In June, Butler's agency issued a proposed rule (GIPSA rule) to implement provisions contained in the Packers and Stockyards Act, which prohibits meatpackers from engaging in unfair, unjustly discriminatory, or deceptive livestock procurement practices, or from using their inherent market power to prejudice or disadvantage U.S. livestock producers.
"The purpose of the proposed GIPSA rule is to prevent monopolistic meatpackers from capturing control of the livestock supply chain away from independent family farmers and ranchers," Bullard said. "And, the rule does this by preventing meatpackers from actually exercising their inherent, monopolistic market power to harm both consumers and livestock producers."
Bullard charges that meatpackers and their apologists are trying to divert attention away from the necessity of the GIPSA rule by attacking the GIPSA chief. He said the first attack came from BEEF magazine writer Troy Marshall, who unethically captured only a partial response Butler made to an audience member's question during the annual meeting of the Organization for Competitive Markets (OCM) over a year ago. Bullard said Marshall then used Butler's partial response to falsely accuse the GIPSA chief of intending to encourage more lawsuits in the livestock industry with the GIPSA rule.

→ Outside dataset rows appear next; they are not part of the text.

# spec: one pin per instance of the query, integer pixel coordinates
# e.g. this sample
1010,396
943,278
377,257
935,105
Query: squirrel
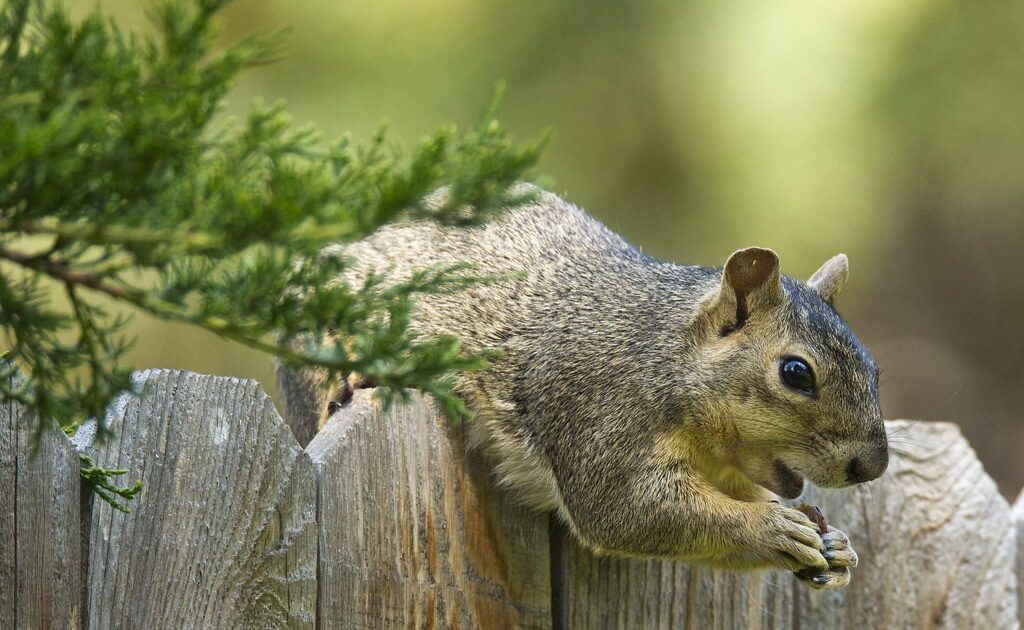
659,409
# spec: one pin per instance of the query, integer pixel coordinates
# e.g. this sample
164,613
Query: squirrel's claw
841,558
825,580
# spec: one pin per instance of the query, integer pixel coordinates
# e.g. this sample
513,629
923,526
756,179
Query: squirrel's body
642,400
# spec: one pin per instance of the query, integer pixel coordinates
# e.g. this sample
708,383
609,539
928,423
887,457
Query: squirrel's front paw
790,540
841,557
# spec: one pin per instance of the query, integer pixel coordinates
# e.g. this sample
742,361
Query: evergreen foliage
121,181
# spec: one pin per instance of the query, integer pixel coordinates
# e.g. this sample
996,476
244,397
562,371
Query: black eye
797,374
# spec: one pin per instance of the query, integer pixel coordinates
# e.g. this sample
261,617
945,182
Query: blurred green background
892,131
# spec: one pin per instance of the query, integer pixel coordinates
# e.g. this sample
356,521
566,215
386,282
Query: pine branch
120,182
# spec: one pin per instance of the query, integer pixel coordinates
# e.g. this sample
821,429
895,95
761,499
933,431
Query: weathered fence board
388,521
224,533
935,539
1019,523
413,533
40,550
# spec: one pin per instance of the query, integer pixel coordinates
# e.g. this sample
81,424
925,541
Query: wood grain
1018,515
224,533
413,534
40,551
935,541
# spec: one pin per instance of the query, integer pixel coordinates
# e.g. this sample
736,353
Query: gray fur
624,400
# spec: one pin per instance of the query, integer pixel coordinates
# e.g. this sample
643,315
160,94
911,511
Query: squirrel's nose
862,469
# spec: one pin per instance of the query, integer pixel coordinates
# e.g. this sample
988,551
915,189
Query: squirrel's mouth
788,484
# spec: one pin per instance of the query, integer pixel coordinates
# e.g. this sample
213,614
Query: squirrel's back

OCM Executive Director Fred Stokes agreed: "Marshall not only unethically twisted Administrator Butler's statement, but he also purposely ignored Butler's contrast between conditions as they presently exist in the marketplace, which Butler said creates such uncertainty as to be "a lawyer's dream, a plaintiff lawyer's dream,' and how those conditions could be corrected with a rule that removes uncertainty by defining the perimeters of unlawful livestock procurement practices which, obviously, would significantly reduce the potential for litigation.
"I carefully reviewed the taped conversation between Mr. Butler and the audience, which is the same conversation that Marshall used to attack Mr. Butler, and there is no way any ethical person could draw such a perverse conclusion as did Marshall," said Stokes.
Stokes provided to R-CALFUSA a transcript of the conversation.
Transcript of Administrator Butler's conversation during OCM's 2009 annual meeting:
I truly believe that if you are going to regulate, authority has to be tempered with common sense.
You cannot try to over-regulate you cannot try to under-regulate.
I am a big believer in balance and consistency.
If we want the industry to survive over the long haul, it has to be balanced.
We are developing rules that deal with problems in the marketplace across the board.
It's just like a piece of legislation, you can't write a perfect piece of legislation.
We need your comments so we can put out the best finished product possible.